Robin Monroe: Is it too late to get it sugar coated?
Quinn Harris: That was sugar coated.
--Six Days Seven Nights
Interesting interview with Professor Hans-Hermann Hoppe on a variety of topics. Wanted to focus here on his response to an early question about why savings are vital to economic growth.
He poses a variation of the desert island situation involving two people, Crusoe and Friday. Crusoe catches fish. He can eat them now or put some aside and consume them later. In order to survive, Friday also needs to eat fish. One approach would be for each to catch fish and eat what they catch.
Another approach would be for Crusoe to save some of his catch, and then lend some fish to Friday while Friday engages in a project to build a fishing net.

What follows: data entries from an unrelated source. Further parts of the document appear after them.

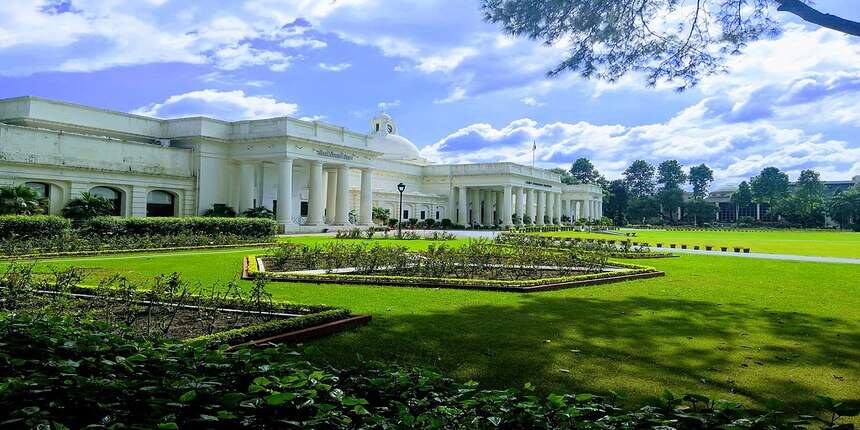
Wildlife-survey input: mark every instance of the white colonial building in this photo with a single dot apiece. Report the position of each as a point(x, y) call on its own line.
point(312, 174)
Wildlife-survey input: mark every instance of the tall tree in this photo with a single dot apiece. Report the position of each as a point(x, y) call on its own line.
point(618, 201)
point(21, 200)
point(583, 172)
point(769, 186)
point(661, 38)
point(670, 174)
point(639, 178)
point(566, 178)
point(700, 178)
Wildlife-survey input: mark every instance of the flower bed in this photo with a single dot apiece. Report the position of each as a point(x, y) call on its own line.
point(222, 315)
point(476, 265)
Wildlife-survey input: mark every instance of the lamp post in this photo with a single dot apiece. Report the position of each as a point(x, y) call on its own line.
point(400, 187)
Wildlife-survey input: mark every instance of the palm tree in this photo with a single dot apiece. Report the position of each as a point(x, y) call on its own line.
point(88, 206)
point(21, 200)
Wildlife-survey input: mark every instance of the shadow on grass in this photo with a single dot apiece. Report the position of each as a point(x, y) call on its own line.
point(637, 344)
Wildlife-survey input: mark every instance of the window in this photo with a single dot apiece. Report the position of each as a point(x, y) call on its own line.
point(112, 195)
point(160, 204)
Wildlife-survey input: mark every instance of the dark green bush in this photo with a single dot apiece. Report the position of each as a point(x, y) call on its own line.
point(36, 226)
point(57, 373)
point(259, 228)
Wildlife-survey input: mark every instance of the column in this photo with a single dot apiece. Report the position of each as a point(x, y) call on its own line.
point(342, 205)
point(539, 216)
point(487, 196)
point(365, 216)
point(331, 196)
point(506, 206)
point(451, 210)
point(550, 206)
point(463, 210)
point(246, 186)
point(530, 205)
point(475, 203)
point(316, 195)
point(521, 204)
point(285, 192)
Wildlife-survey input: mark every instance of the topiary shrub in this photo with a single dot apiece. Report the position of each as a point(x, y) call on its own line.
point(35, 226)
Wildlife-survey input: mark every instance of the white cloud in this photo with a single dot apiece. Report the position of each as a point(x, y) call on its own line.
point(531, 101)
point(334, 67)
point(457, 94)
point(226, 105)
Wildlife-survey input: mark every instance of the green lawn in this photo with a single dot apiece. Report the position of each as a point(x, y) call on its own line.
point(815, 243)
point(732, 327)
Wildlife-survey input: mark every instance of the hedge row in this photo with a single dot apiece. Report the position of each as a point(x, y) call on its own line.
point(246, 227)
point(22, 227)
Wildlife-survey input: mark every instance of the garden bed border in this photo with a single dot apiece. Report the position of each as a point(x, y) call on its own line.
point(250, 272)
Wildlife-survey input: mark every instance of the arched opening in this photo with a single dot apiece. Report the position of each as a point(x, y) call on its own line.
point(112, 195)
point(43, 190)
point(160, 204)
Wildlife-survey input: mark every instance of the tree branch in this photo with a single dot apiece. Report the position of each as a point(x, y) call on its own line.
point(826, 20)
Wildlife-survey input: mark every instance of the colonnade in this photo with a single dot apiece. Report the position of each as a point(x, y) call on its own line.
point(327, 205)
point(511, 204)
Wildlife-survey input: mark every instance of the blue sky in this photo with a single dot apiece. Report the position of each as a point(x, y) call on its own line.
point(457, 87)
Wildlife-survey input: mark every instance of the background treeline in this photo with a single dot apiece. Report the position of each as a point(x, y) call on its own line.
point(670, 194)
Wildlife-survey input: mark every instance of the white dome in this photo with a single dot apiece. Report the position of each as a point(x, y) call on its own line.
point(393, 147)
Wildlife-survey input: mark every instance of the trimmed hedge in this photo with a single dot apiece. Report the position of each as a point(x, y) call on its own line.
point(245, 227)
point(33, 226)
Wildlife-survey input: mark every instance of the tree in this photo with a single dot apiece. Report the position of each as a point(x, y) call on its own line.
point(87, 206)
point(21, 200)
point(583, 172)
point(844, 208)
point(742, 197)
point(769, 186)
point(700, 178)
point(609, 39)
point(639, 178)
point(565, 175)
point(617, 202)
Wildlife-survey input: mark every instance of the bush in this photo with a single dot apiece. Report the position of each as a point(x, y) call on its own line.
point(153, 383)
point(258, 228)
point(37, 226)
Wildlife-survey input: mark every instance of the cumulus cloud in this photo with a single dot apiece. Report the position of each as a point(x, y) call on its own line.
point(334, 67)
point(225, 105)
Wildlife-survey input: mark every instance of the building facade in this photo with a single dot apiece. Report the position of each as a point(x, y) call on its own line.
point(311, 174)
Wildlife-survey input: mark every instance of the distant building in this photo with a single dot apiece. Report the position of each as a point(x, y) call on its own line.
point(311, 174)
point(730, 212)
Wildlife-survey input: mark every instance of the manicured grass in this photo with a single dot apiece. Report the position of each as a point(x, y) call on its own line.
point(815, 243)
point(735, 328)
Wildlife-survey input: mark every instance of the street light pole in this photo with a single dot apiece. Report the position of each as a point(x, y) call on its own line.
point(400, 187)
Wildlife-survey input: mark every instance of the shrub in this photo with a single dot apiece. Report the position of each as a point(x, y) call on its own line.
point(21, 200)
point(244, 227)
point(259, 212)
point(37, 226)
point(220, 210)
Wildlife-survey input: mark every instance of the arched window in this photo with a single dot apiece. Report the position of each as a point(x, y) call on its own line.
point(113, 195)
point(160, 204)
point(41, 188)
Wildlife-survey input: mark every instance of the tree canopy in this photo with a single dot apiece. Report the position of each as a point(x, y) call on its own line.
point(668, 40)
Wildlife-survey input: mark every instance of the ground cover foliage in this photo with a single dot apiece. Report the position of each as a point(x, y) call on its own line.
point(733, 328)
point(61, 373)
point(168, 306)
point(38, 235)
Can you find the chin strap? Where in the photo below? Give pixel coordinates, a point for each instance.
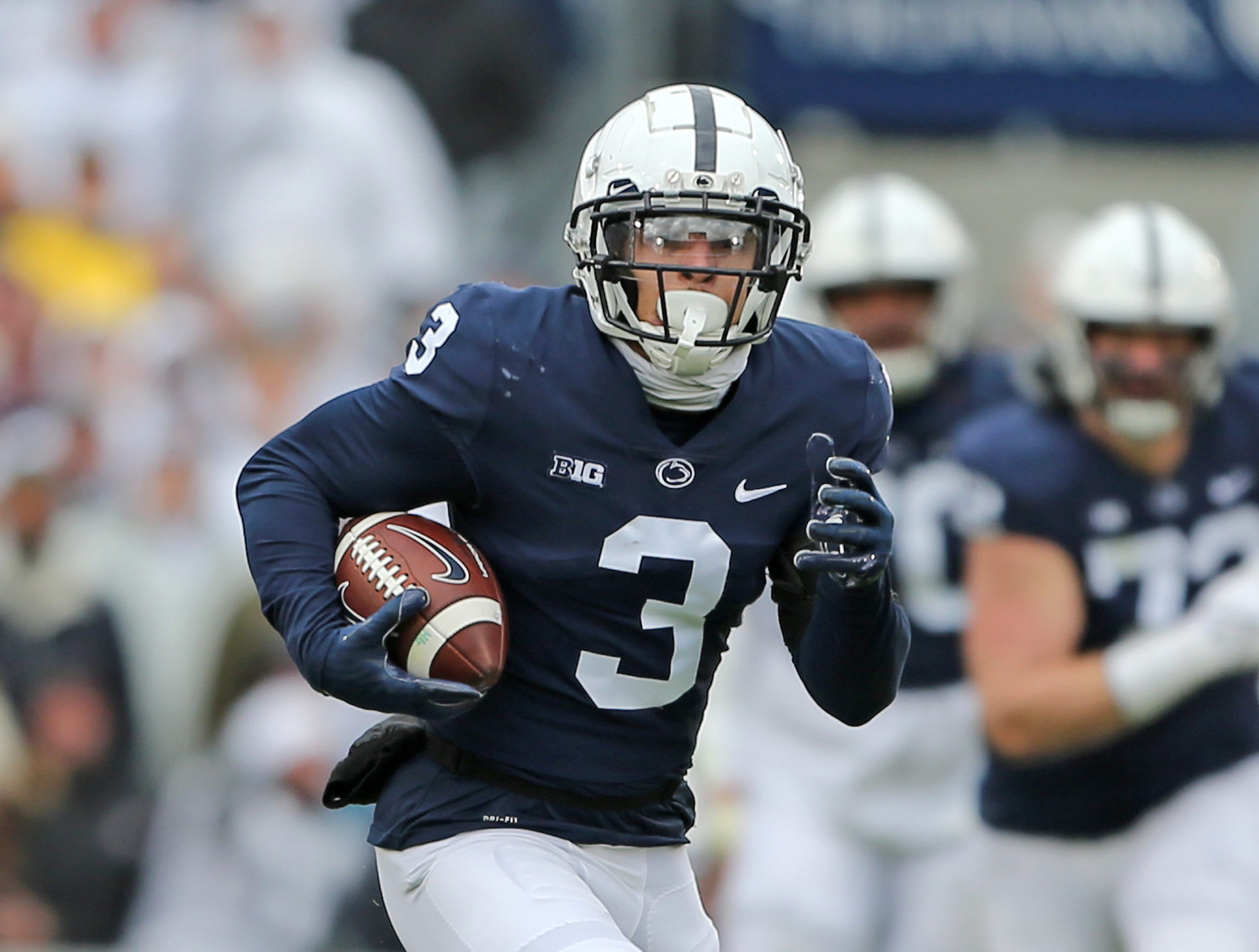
(1141, 420)
(666, 389)
(909, 370)
(702, 314)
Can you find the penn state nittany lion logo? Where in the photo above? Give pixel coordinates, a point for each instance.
(675, 473)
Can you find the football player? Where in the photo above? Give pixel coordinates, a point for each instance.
(631, 479)
(862, 839)
(1115, 629)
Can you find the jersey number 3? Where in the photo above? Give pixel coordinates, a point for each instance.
(654, 537)
(435, 332)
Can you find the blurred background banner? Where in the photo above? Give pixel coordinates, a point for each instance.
(1127, 68)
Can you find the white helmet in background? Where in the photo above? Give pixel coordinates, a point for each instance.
(890, 228)
(1144, 265)
(685, 159)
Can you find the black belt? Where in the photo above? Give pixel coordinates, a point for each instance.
(469, 764)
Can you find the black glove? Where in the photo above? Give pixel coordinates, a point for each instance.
(849, 519)
(372, 760)
(358, 670)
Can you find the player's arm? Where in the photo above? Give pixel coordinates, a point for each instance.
(847, 633)
(1040, 697)
(372, 450)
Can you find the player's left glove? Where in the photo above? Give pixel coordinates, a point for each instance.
(849, 521)
(358, 670)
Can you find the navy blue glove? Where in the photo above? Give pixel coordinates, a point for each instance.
(358, 670)
(849, 519)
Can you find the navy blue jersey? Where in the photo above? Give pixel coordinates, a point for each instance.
(923, 486)
(624, 558)
(1144, 548)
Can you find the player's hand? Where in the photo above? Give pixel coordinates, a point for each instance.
(358, 670)
(849, 519)
(1228, 611)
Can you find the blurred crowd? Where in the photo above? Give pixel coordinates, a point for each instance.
(213, 216)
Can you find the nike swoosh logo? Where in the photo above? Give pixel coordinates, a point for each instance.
(742, 494)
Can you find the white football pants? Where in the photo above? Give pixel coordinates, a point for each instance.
(519, 890)
(1185, 878)
(859, 841)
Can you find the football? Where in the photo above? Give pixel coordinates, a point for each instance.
(462, 635)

Because Friday could not build the net if he had to spend his time fishing, and because Friday needs fish in order to survive, Crusoe's savings are necessary in order to fund Friday's productivity improvement project. Once the net is completed, then many fish can be caught in a short period of time, thus freeing both Crusoe and Friday to engage in additional pursuits.
Suppose that instead of saving fish, Crusoe consumes all of his catch and then gives Friday a certificate that can be exchanged for fish. When Friday goes to Crusoe to exchange his certificate for fish, he learns that there are no fish. He must therefore delay his fishing net project and get busy fishing. If he does not do so, then he will starve.
Now let's take Hoppe's lesson a step further. Suppose that there are additional people on the island. A pile of fish has been set aside in previous periods. Crusoe wants to motivate lots of economic activity and productivity improvement, so he creates many paper certificates that allows the holders to claim fish. There is no limit to how many claims he can draw up. He hands out dozens to all others on the island.
Finite amount of savings. Infinite amount of claims on saved economic resources. What is likely to happen to the quantity of saved economic resources?
The lesson is that actual resources must be set aside, or saved, in order to advance productivity. Productivity cannot be advanced by issuing paper certificates (a.k.a. credit money) that serve as claims on resources. The more paper certificates issued, the greater the likelihood that savings are depleted and productivity stagnates or drops off.